Process buffered content and return output content.

Parameters:

Name	Type	Description	Default
`new_content`	`str`	New content to add to buffer	required

Returns:

Type	Description
`str`	Processed output content

Source code in vllm/entrypoints/openai/tool_parsers/minimax_tool_parser.py

def _process_buffer(self, new_content: str) -> str:
    """
    Process buffered content and return output content.

    Args:
        new_content: New content to add to buffer

    Returns:
        Processed output content
    """
    self.pending_buffer += new_content
    output_content = ""

    if self.in_thinking_tag:
        output_content = self.pending_buffer
        self.pending_buffer = ""
        return output_content

    while self.pending_buffer:
        start_pos = self.pending_buffer.find(self.tool_call_start_token)
        end_pos = self.pending_buffer.find(self.tool_call_end_token)
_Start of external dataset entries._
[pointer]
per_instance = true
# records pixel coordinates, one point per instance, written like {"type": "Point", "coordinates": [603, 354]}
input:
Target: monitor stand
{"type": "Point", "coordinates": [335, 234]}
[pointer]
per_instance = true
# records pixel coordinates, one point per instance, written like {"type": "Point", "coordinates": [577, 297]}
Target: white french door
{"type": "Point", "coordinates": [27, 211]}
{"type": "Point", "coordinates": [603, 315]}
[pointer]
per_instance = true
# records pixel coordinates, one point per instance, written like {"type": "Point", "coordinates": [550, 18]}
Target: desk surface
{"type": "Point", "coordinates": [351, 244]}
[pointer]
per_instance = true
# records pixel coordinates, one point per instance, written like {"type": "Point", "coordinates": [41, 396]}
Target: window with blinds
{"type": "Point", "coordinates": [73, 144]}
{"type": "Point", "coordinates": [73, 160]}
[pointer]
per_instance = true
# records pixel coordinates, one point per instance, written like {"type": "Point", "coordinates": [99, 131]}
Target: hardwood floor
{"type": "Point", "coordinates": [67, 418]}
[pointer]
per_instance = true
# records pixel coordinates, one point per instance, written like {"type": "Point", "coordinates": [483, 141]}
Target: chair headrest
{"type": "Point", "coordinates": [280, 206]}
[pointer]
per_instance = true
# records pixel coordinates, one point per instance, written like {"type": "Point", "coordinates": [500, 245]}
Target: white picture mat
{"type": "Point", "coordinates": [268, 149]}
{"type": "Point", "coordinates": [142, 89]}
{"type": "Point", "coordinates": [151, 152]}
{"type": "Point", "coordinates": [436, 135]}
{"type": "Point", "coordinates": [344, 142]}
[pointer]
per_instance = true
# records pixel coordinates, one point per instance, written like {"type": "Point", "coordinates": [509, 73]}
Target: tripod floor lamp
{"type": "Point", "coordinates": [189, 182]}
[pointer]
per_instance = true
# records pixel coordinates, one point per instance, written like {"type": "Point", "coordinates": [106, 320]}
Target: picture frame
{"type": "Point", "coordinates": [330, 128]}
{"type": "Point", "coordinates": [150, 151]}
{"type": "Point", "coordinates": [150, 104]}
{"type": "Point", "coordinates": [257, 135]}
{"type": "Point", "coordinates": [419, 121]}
        if start_pos != -1 and (end_pos == -1 or start_pos < end_pos):
            tag_pos, tag_len = start_pos, len(self.tool_call_start_token)
        elif end_pos != -1:
            tag_pos, tag_len = end_pos, len(self.tool_call_end_token)
        else:
            if self._is_potential_tag_start(self.pending_buffer):
                break
            output_content += self.pending_buffer
            self.pending_buffer = ""
            break

        output_content += self.pending_buffer[:tag_pos]
        self.pending_buffer = self.pending_buffer[tag_pos + tag_len:]

    return output_content

_reset_streaming_state ¶

_reset_streaming_state() -> None

Reset the streaming state to initial values.
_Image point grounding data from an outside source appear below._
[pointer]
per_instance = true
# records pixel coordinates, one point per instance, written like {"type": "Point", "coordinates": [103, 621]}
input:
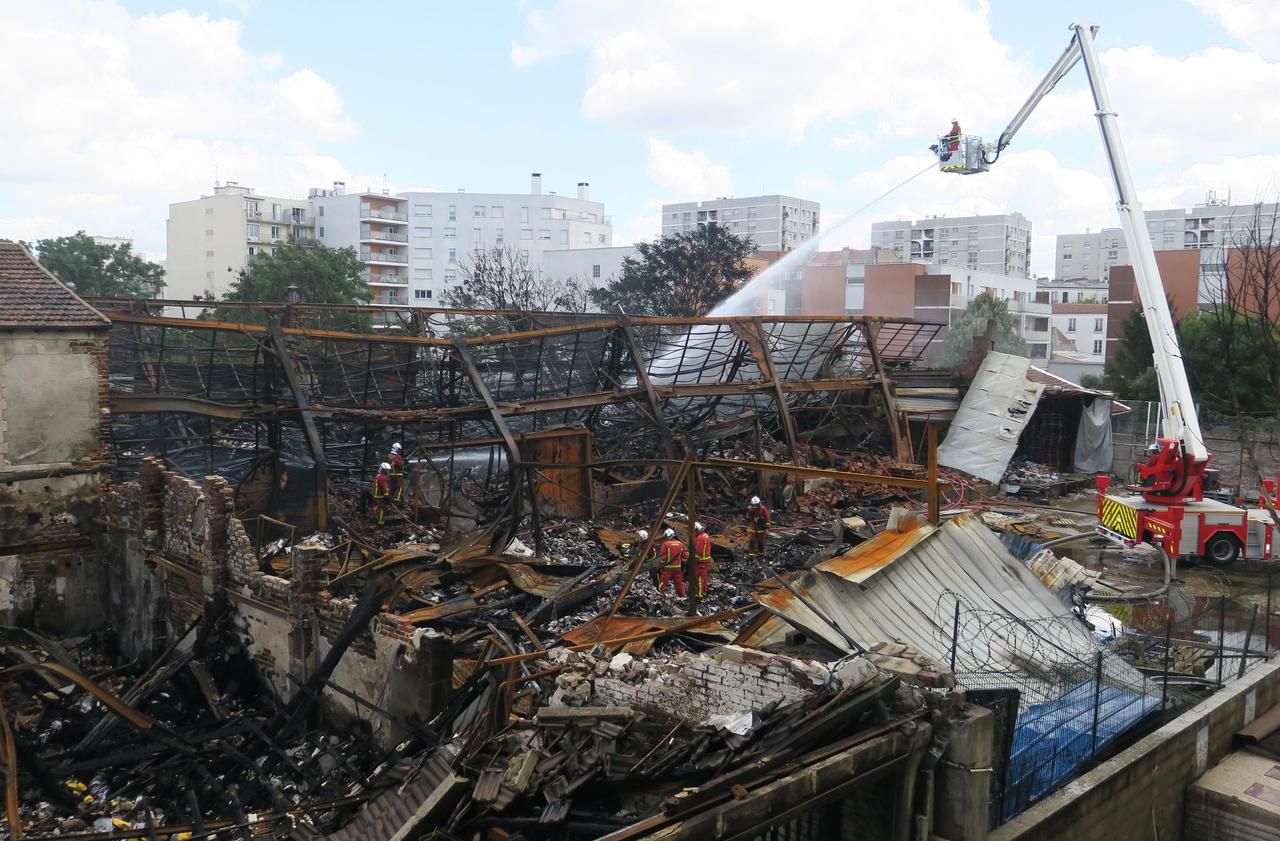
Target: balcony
{"type": "Point", "coordinates": [380, 256]}
{"type": "Point", "coordinates": [384, 279]}
{"type": "Point", "coordinates": [368, 234]}
{"type": "Point", "coordinates": [384, 214]}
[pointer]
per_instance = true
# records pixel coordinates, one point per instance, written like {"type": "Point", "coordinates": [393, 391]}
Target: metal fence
{"type": "Point", "coordinates": [1224, 435]}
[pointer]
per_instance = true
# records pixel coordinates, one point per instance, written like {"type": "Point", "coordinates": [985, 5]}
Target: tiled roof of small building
{"type": "Point", "coordinates": [33, 298]}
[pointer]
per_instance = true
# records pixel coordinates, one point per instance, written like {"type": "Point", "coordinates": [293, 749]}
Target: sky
{"type": "Point", "coordinates": [117, 108]}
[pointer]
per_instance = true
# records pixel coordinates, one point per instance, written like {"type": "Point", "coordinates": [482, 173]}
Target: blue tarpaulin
{"type": "Point", "coordinates": [1054, 739]}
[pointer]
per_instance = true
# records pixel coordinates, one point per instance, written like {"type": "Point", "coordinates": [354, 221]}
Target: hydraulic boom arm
{"type": "Point", "coordinates": [1173, 472]}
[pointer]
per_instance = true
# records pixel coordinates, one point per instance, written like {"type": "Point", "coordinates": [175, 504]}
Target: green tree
{"type": "Point", "coordinates": [321, 275]}
{"type": "Point", "coordinates": [680, 275]}
{"type": "Point", "coordinates": [100, 270]}
{"type": "Point", "coordinates": [973, 321]}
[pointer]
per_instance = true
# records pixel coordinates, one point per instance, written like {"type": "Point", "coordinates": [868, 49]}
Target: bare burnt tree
{"type": "Point", "coordinates": [1243, 286]}
{"type": "Point", "coordinates": [502, 278]}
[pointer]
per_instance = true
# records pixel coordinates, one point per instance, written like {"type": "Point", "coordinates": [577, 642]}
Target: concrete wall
{"type": "Point", "coordinates": [51, 461]}
{"type": "Point", "coordinates": [1141, 792]}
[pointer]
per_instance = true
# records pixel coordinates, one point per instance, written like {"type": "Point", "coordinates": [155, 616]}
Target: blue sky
{"type": "Point", "coordinates": [132, 105]}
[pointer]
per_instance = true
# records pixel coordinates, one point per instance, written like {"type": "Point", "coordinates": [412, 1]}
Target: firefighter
{"type": "Point", "coordinates": [397, 474]}
{"type": "Point", "coordinates": [382, 490]}
{"type": "Point", "coordinates": [672, 556]}
{"type": "Point", "coordinates": [758, 524]}
{"type": "Point", "coordinates": [702, 558]}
Source code in vllm/entrypoints/openai/tool_parsers/minimax_tool_parser.py

def _reset_streaming_state(self) -> None:
    """Reset the streaming state to initial values."""
    self.streaming_state = {
        "current_tool_index": -1,
        "tool_ids": [],
        "sent_tools": [],
    }

_set_current_tool_index ¶

_set_current_tool_index(index: int) -> None

Set the current tool index.

Parameters:

Name	Type	Description	Default
`index`	`int`	Tool index to set	required

Source code in vllm/entrypoints/openai/tool_parsers/minimax_tool_parser.py

def _set_current_tool_index(self, index: int) -> None:
    """
    Set the current tool index.

    Args:
        index: Tool index to set
    """
    self.streaming_state["current_tool_index"] = index

_should_buffer_content ¶

_should_buffer_content(delta_text: str) -> bool

Determine if content should be buffered for later processing.

Parameters:

Name	Type	Description	Default
`delta_text`	`str`	Delta text to check	required

Returns:

Type	Description
`bool`	True if content should be buffered

Source code in vllm/entrypoints/openai/tool_parsers/minimax_tool_parser.py

def _should_buffer_content(self, delta_text: str) -> bool:
    """
    Determine if content should be buffered for later processing.

    Args:
        delta_text: Delta text to check

    Returns:
        True if content should be buffered
    """
    if self.in_thinking_tag:
        return False
    return bool(self.pending_buffer
                or self.tool_call_start_token in delta_text
                or self.tool_call_end_token in delta_text
                or delta_text.startswith('<'))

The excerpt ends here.